Dans son célébrissime poème If, Rudyard Kipling, dresse une liste de conditions à remplir pour être un homme : Voir ce qu’on a accompli anéanti et repartir de zéro avec une énergie intacte, endurer la calomnie sans un soupir, garder confiance quand tout le monde doute, rêver, mais pas trop, penser, sans être sceptique, « and never breathe a word about your loss ». Une liste exigeante, impossible à remplir qui dit, déjà en 1895, la difficulté à « être un homme ». Plus de cent ans plus tard, les affaires DSK et
Weinstein révélées, les # et pages Instagram dénonçant abus et violences se succédant, la parole des femmes se libérant, la « domination masculine », comme disait Pierre Bourdieu (en 1998) est toujours d’actualité et les rapports hommes-femmes sont toujours complexes. Les vagues successives de féminismes ont permis une déconstruction de mythes virils. Au fil du temps, la figure du guerrier fort et victorieux s’est effondrée. Celle du travailleur costaud (à l’usine par exemple) a suivi. Aujourd’hui, les injonctions virilistes se heurtent à l’idéal égalitaire et… les hommes sont paumés. « La virilité est devenue un problème parce que la féminité est devenue une affirmation », dit un des témoins du film documentaire La virilité de Cécile Denjean (datant de 2019 et diffusé sur France2 en juin dernier).

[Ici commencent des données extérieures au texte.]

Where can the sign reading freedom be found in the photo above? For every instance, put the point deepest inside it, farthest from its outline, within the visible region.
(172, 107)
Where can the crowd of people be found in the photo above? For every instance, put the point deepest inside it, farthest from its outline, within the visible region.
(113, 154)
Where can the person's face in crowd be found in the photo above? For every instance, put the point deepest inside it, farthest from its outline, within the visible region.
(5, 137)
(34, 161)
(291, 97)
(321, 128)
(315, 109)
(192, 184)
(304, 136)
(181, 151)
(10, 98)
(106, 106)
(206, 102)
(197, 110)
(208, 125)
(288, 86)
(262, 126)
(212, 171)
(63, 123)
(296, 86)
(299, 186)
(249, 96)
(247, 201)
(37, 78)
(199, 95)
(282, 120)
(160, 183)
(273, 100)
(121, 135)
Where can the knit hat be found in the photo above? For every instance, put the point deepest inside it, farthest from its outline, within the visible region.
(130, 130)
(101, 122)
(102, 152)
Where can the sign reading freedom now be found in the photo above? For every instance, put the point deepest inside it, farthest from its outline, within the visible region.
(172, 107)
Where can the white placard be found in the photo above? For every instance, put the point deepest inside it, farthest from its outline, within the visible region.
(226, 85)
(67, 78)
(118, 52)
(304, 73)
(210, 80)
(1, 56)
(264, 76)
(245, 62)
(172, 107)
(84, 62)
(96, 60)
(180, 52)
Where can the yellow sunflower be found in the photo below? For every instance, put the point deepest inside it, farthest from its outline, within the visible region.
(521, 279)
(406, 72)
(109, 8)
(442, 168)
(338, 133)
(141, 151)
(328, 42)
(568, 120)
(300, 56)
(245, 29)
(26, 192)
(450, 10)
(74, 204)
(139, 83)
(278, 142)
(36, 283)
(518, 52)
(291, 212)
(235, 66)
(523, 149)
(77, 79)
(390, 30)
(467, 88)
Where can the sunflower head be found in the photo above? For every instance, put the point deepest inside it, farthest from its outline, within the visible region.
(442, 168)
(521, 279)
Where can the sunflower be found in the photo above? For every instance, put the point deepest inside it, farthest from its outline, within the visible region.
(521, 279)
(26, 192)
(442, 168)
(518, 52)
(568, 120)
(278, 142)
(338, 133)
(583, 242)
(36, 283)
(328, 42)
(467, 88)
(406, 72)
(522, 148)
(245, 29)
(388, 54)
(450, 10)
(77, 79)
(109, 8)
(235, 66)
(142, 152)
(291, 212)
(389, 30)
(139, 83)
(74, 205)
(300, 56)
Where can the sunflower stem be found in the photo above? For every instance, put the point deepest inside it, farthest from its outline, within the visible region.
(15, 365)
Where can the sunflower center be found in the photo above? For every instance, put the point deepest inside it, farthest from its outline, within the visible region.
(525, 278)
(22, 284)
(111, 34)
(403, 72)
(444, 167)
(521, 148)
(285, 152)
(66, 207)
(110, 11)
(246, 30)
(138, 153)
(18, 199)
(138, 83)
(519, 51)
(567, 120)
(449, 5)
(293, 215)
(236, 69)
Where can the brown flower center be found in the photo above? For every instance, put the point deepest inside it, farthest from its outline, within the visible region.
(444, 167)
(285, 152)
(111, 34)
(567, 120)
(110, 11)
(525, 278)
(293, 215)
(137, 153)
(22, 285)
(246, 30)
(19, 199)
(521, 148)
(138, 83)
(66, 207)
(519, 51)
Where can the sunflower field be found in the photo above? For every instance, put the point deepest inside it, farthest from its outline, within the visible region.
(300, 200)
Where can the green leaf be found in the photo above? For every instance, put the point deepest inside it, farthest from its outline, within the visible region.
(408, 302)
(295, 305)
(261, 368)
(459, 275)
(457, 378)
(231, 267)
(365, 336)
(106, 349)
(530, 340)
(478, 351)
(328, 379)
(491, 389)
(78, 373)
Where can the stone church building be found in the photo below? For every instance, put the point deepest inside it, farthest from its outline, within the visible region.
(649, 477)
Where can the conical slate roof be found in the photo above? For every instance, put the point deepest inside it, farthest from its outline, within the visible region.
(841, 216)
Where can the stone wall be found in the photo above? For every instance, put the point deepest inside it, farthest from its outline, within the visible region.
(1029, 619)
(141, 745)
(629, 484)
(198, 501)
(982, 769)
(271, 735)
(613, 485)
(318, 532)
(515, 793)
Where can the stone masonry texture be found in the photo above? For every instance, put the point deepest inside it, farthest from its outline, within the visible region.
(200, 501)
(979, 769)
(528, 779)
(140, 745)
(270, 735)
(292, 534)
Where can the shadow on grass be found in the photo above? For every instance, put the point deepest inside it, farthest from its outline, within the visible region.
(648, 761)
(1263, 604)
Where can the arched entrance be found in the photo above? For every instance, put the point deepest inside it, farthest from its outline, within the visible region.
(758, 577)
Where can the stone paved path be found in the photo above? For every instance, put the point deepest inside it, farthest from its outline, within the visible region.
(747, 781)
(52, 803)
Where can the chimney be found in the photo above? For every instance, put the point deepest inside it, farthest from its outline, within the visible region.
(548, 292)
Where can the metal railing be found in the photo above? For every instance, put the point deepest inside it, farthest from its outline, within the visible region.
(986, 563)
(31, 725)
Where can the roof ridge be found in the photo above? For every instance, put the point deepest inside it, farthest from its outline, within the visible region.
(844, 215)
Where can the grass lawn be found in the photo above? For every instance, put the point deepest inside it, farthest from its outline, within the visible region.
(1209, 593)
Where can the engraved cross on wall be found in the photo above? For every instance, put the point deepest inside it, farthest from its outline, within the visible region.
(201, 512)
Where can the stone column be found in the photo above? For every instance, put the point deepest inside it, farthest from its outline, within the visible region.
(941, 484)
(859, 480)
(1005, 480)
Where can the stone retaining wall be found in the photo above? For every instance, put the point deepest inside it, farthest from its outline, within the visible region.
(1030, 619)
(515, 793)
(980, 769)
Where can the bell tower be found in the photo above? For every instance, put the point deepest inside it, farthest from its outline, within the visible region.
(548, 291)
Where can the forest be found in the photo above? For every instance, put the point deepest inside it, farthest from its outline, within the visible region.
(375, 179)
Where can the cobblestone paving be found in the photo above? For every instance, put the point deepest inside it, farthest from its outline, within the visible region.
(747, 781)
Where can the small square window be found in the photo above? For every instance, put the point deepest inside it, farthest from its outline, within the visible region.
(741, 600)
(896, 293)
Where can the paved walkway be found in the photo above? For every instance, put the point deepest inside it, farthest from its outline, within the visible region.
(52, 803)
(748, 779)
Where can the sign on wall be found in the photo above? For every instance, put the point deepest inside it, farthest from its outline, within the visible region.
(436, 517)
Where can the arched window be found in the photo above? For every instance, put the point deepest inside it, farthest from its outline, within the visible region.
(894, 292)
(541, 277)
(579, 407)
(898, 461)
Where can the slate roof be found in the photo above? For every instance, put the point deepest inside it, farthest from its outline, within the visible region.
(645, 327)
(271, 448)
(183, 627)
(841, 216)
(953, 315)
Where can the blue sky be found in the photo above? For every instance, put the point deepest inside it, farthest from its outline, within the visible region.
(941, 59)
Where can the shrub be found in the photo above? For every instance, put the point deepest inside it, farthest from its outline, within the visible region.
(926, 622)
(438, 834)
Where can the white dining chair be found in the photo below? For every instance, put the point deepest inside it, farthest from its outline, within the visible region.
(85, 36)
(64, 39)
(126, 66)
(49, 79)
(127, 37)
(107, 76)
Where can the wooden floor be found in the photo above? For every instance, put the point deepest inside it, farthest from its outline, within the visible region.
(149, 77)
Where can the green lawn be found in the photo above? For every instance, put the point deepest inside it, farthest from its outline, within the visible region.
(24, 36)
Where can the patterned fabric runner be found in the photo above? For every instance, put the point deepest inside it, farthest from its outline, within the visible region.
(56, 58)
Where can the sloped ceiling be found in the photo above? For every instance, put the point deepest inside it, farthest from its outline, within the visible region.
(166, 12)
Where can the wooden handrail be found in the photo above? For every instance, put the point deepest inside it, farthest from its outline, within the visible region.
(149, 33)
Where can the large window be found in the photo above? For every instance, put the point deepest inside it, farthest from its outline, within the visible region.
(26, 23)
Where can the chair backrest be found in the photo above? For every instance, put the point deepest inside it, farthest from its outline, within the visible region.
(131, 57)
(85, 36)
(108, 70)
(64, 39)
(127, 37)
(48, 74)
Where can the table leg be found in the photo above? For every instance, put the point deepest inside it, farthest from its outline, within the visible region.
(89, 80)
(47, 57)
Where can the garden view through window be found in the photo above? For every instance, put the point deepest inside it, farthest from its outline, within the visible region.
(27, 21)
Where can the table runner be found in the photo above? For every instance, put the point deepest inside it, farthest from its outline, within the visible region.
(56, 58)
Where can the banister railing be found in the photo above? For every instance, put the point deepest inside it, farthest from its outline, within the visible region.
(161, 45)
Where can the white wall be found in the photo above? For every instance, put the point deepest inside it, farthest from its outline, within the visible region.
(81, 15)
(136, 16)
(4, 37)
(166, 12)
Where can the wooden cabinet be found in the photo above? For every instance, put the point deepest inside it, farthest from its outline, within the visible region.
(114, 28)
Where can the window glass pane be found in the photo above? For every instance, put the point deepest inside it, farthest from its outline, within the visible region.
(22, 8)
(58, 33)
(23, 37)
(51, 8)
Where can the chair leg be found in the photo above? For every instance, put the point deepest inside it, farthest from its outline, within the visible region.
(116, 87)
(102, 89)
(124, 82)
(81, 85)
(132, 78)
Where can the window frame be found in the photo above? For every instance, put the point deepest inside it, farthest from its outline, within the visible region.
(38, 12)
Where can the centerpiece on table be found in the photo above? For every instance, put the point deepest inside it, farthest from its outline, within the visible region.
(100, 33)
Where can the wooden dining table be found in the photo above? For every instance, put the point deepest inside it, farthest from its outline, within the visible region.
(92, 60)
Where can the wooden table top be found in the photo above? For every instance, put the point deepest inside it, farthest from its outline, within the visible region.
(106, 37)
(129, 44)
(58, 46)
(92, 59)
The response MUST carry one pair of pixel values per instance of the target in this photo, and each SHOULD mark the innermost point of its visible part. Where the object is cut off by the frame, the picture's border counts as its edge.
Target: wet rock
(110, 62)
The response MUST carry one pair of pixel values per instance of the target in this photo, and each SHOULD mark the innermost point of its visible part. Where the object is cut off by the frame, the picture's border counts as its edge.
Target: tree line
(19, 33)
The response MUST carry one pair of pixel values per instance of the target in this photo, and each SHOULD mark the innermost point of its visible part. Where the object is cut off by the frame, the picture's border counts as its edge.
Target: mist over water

La Orange Week contre les violences faites aux femmes s’insère dans des dates symbolique. Elle a démarré samedi le 20 novembre, juste après la Journée internationale des Hommes (qui veut « remettre en cause la vision traditionnelle de l’homme en proposant des modèles de masculinité positifs, et de réinventer les relations entre les genres dans un souci d’égalité », selon ses promoteurs). La semaine de mobilisation a pour point d’orgue le 25 novembre, Journée internationale pour l’élimination de la violence à l’égard des femmes et se terminera le 10 décembre avec la Journée internationale des droits humains. Dans ce cadre, pour la première fois, une rencontre entre hommes (en non-mixité) a été organisée ce mardi par les Hommes solidaires de la plateforme JIF (Journée internationale des femmes) autour du sujet « Les hommes parlent de culture patriarcale et de violence ». Le but était d’aborder « la façon dont la culture patriarcale transforme, très tôt, les modes de communication des garçons », détaille Charles Vincent, 27 ans, un des organisateurs qui estime qu’il est « nécessaire que le point de vue des hommes soit intégré aux luttes féministes ». Il constate que les gender studies, les recherches, les films et écrits, les podcasts et prises de parole autour de la masculinité proviennent essentiellement de femmes. « Il est temps que les hommes prennent leurs responsabilités », clame-t-il. Une petite quinzaine d’hommes, de tous âges et « de toutes les masculinités », ont répondu à l’appel, « un bon début ».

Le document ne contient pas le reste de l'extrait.